半枝莲含药血清对肝癌H22细胞凋亡及线粒体膜电位的影响

   作者：代志军, 王西京, 薛茜, 纪宗正, 刘小旭, 康华峰, 管海涛, 马小斌, 任宏涛

【摘要】  　　目的：探讨中药半枝莲提取物（Scutellaria Barbata extract, ESB）含药血清对肝癌H22细胞凋亡率及线粒体膜电位的影响。方法：体外培养小鼠H22肝癌细胞，以ESB高、中、低剂量含药血清培养液作用于H22细胞，并设立空白血清及5?氟尿嘧啶（fluorouracil，5?Fu）组（阳性对照组）。应用四甲基偶氮唑盐法检测药物对细胞增殖的抑制作用；透射电镜下观察肿瘤细胞的超微结构变化；碘化丙啶标记，流式细胞术检测肿瘤细胞周期及细胞凋亡情况；采用荧光探针罗丹明123负载，激光扫描共聚焦显微镜下观察H22细胞的荧光强度，分析H22细胞线粒体膜电位的大小。结果：ESB含药血清有一定的抑制H22细胞增殖的作用，高、中剂量组96 h抑制率分别为（47.5±6.4）%和（36.3±4.5）%。透射电镜下可见部分细胞呈典型凋亡形态学改变。流式细胞仪检测结果显示，ESB中、高剂量组有明显的诱导凋亡作用，其凋亡率分别为（3.15±1.12）%和（7.83±2.25）%，与空白组相比差异有统计学意义（P<0.01）。空白对照组、5?Fu组和ESB低、中、高剂量，H22细胞线粒体膜电位分别为（245.45±67.37）、（127.42±41.35）和（213.68±65.52）、（186.34±56.37）、（142.65±39.44），各组线粒体膜电位与细胞凋亡率呈负相关（r=－0.826, P<0.01）。结论：ESB含药血清可有效诱导肿瘤细胞凋亡，其机制可能与降低肿瘤细胞线粒体膜电位有关。

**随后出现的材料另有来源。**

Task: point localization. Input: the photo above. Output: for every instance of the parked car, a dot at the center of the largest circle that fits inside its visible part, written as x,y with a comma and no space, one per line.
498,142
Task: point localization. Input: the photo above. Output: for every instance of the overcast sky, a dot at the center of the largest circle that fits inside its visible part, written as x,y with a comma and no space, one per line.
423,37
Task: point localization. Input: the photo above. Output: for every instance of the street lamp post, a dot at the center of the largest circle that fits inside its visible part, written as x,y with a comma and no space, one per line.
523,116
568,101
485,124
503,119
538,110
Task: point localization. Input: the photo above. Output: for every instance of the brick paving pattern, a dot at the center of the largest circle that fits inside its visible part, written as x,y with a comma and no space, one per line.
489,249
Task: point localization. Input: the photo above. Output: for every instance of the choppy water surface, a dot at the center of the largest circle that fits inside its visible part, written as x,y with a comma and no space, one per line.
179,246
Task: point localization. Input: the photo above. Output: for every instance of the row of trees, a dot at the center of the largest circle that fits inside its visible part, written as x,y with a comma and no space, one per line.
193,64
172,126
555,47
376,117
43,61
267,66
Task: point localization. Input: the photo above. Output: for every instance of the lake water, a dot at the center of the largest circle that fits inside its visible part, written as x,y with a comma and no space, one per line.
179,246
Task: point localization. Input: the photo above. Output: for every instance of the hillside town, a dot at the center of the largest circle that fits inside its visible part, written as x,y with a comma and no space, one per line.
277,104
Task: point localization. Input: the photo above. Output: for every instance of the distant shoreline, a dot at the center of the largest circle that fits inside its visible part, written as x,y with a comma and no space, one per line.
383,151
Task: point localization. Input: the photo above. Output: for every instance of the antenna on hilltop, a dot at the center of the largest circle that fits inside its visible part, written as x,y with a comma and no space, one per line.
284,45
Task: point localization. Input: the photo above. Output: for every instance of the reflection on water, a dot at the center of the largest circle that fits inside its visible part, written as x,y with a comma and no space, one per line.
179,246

【关键词】  半枝莲 肝癌 细胞凋亡 线粒体膜电位 药物血清 体外研究

　　Objective: To investigate the effects of serum containing Scutellaria Barbata extract (ESB) on apoptosis rate and mitochondrial transmembrane potential (MTP) of liver cancer cell line H22 from mice in vitro.

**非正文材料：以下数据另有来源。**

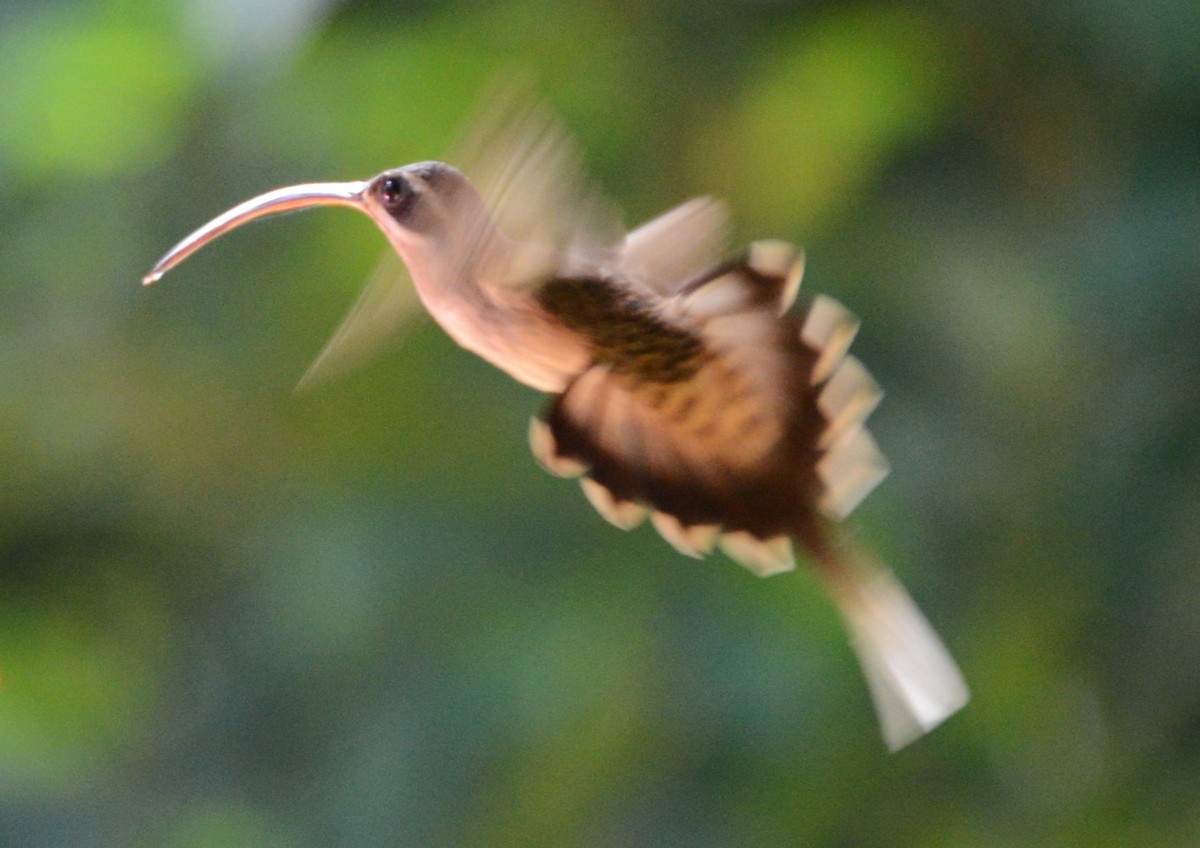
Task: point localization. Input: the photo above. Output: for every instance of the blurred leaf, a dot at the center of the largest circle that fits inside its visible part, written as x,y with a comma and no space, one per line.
88,97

　　Methods: H22 cells were cultured in vitro and divided into 5 groups: blank control group, low?dose ESB group, medium?dose ESB group, high?dose ESB group and fluorouracil (5?Fu) group. Methyl thiazolyl tetrazolium assay was utilized to determine the proliferation rates of H22 cells. Cellular morphology was observed under a transmission electron microscope (EM). The rhodamine 123 was used as a fluorescence probe to label the H22 cells, and the fluorescence intensities were observed with a laser scanning confocal microscope. The fluorescence intensity of H22 cells indicated the MTP of H22 cells.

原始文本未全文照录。